とにかく没入感が半端なく、時間が経つのを忘れそうになるほどだった。
モノクロの映像から
・スタジオ内の背景の明暗
・スポットライトの中での演奏
・教授がこだわっていたのだろう多くのマイクの配置
・譜面をめくる音まで聴こえてくる、本物のコンサートのような雰囲気
・それでも教授にしか出せない独特の世界観
が伝わってくる。
今回は福岡市内でドルビーアトモス対応の映画館での上映予定がなく、九州・山口エリアでリストアップされていたゆめタウン飯塚か下関駅横シーモール内シネマサンシャインのいずれかで観ることにしたが、スケジュールを観てシーモール下関で観た。
教授ファンの方であれば、遠出してでも観る価値が十分すぎるほどある。
芸術は長く、命は短し。
もの凄い満足感
ドルビーアトモスで鑑賞。多分教授のファンの方が見に行っている映画だと思うので、ここにいたるまでの経緯とかは、はしょって自分の雑感を書く。

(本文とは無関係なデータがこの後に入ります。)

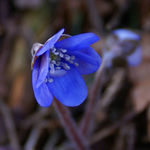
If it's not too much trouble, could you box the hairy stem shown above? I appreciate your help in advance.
[80,61,105,136]
[54,99,89,150]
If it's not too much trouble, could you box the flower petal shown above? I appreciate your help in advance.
[48,68,87,106]
[74,47,101,74]
[33,51,49,88]
[127,46,142,66]
[32,61,53,107]
[55,33,99,51]
[36,29,64,56]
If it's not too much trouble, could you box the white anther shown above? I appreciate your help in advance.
[71,56,75,60]
[69,60,73,64]
[59,52,64,58]
[48,78,54,83]
[50,64,55,73]
[56,67,61,70]
[55,61,61,66]
[44,78,47,82]
[74,63,79,67]
[63,63,70,70]
[50,69,66,77]
[53,52,59,55]
[51,60,56,64]
[52,47,57,53]
[60,49,67,53]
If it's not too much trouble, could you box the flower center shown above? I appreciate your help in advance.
[45,47,79,83]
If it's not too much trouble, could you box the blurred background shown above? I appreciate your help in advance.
[0,0,150,150]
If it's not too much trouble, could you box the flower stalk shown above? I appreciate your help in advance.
[54,98,90,150]
[80,61,105,137]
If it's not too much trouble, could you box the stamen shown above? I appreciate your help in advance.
[62,63,70,70]
[65,54,70,61]
[44,78,47,82]
[50,69,66,77]
[51,60,56,64]
[60,49,67,53]
[48,78,54,83]
[74,62,79,67]
[50,63,55,73]
[59,52,64,58]
[71,56,75,60]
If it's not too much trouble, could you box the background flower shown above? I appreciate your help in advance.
[32,29,101,107]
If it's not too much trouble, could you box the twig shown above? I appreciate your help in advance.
[54,98,89,150]
[22,108,50,128]
[0,99,21,150]
[24,121,49,150]
[89,111,137,144]
[85,0,103,34]
[80,61,105,136]
[97,69,125,111]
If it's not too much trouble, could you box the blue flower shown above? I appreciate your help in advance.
[104,29,142,67]
[113,29,142,66]
[32,29,101,107]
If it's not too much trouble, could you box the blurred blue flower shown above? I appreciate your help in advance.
[113,29,142,66]
[32,29,101,107]
[104,29,142,67]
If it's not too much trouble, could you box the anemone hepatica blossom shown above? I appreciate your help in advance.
[113,29,142,66]
[104,29,142,67]
[32,29,101,107]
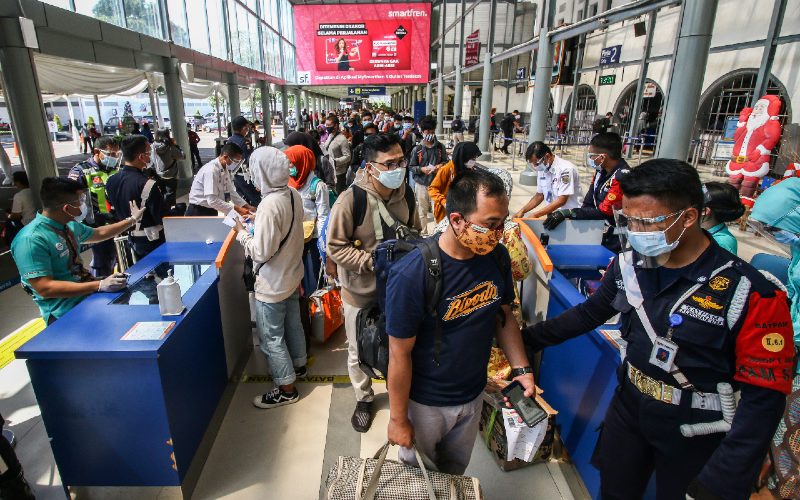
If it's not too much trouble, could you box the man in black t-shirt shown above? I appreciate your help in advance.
[386,171,534,475]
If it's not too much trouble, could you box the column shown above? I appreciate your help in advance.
[478,0,497,153]
[227,73,242,121]
[656,0,717,161]
[624,10,656,158]
[528,0,555,143]
[425,82,433,115]
[164,57,192,186]
[258,80,272,146]
[0,17,58,208]
[281,85,289,139]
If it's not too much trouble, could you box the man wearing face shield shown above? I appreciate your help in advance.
[747,177,800,498]
[544,132,630,252]
[67,135,122,276]
[514,141,581,219]
[11,177,143,324]
[327,134,421,432]
[523,159,794,499]
[186,142,256,217]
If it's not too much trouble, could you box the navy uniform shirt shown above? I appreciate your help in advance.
[523,233,794,498]
[386,245,514,406]
[106,165,164,229]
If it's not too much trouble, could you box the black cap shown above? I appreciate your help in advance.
[231,116,250,130]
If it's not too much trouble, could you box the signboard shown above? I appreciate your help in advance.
[347,87,386,96]
[600,45,622,66]
[464,30,481,68]
[597,75,617,85]
[294,3,431,85]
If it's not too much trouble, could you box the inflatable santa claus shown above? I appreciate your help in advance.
[725,95,781,206]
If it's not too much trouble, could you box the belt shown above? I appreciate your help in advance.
[131,224,164,237]
[627,363,722,411]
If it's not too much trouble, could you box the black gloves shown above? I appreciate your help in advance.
[544,208,575,231]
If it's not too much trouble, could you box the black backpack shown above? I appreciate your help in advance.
[356,235,511,380]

ZAK氏の録音、ミックスがものすごく繊細な音、例えば鍵盤が沈んだ時の低音まで拾ってるので、そういうところは好き嫌いはあるのかもだが、2010年以降の「音の響き」自体を作品の一部として重要視して来た教授の作風を考えればマッチしているし、時に体力不足の影響からか、ほんの若干あるミスタッチも、ある意味そのような要素の一部として捉える事が出来、私的には気にならなかった。(ちなみにzak氏はambient kyotoというイベントのためにasyncのリミックスも担当されている)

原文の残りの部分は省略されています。